Fatyne River: Americans Love The Moroccan Decor Because of its Exoticism

The fifth episode of the series “Nayda in Hollywood”, presented by Simo Benbachir on the 360 website in Arabic, featured Moroccan interior designer Fatyne River, a Casablanca native who moved to Paris and later to the United States, where she began a successful professional career.

With a degree in business administration and a Master’s degree in interior design and fashion design, Fatyne worked for several years at the French fashion house Chanel before deciding to found her own company specializing in interior design for restaurants and luxury hotels. She then created another fashion company for Hollywood celebrities who go to Paris to shoot their films.

And after having succeeded in convincing many American stars, and consolidating her position on the American market, Fatyne decided to open a branch of her company in Beverly Hills, a city of luxury.

Fatyne contributed to the renovation of the Eiffel Tower’s decorations after participating in a competition in France and winning her first prize. She also worked on the decoration of the famous Costa Bari hotel that American celebrities spend time at during their visits to Paris.

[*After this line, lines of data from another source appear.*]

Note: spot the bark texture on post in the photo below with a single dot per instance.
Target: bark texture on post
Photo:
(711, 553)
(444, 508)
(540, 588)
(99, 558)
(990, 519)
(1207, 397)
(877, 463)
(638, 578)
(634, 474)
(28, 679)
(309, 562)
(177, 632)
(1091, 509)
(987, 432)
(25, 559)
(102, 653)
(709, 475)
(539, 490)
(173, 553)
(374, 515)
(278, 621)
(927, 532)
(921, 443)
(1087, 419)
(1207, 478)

She also renovated the presidential pavilion, reserved for foreign kings and presidents at the Four Seasons Hotel in Beverly Hills. She has also contributed to several other large-scale projects in many countries, including Turkey, Dubai, Ibiza, Thailand and the United Arab Emirates.

In her interview with Simo, Fatyne said that the Moroccan decor is very rich in compositions and chromatic combinations. That’s why her American clients love it, because they find it inspiring and exotic. So, they want to have it in every corner of their homes to be able to enjoy the sensations of rest that it provides as well as the fabulous diving into a country of magic and beauty.

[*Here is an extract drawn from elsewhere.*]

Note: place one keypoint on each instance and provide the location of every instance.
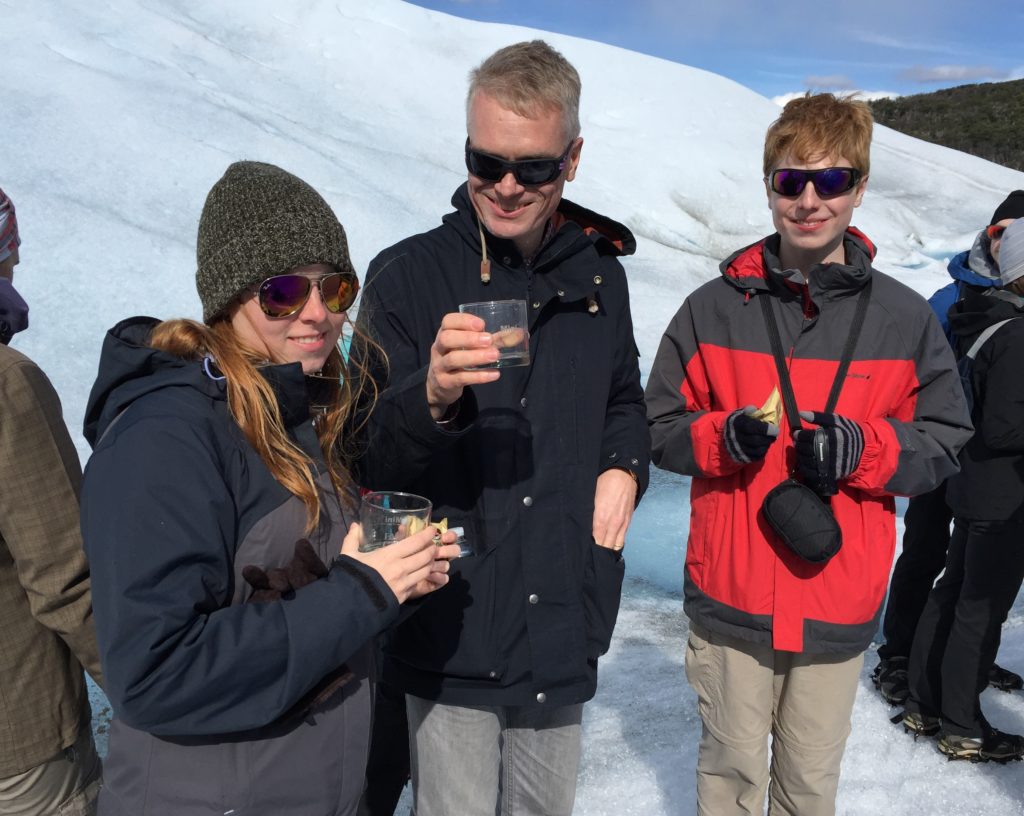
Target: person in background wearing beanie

Fatyne insists on using Moroccan fabrics and products to create authentic decorations, especially for leather lighting. In this regard, she points out that if “in Morocco, we find these lights seem to us to be objects of flat banality, the Americans, on the other hand, are fascinated by them, because they do not exist in their culture”.

Fatyne told Simo that nothing could stand in the way of anyone to succeeded in the United States, provided they were serious, persistent and of good reputation. She urged young Moroccans, obsessed with the images of celebrities on social networks, to invest themselves in their studies, to work hard to achieve similar successes to those of these celebrities, and to work, rather than spend their time looking at the successes of others.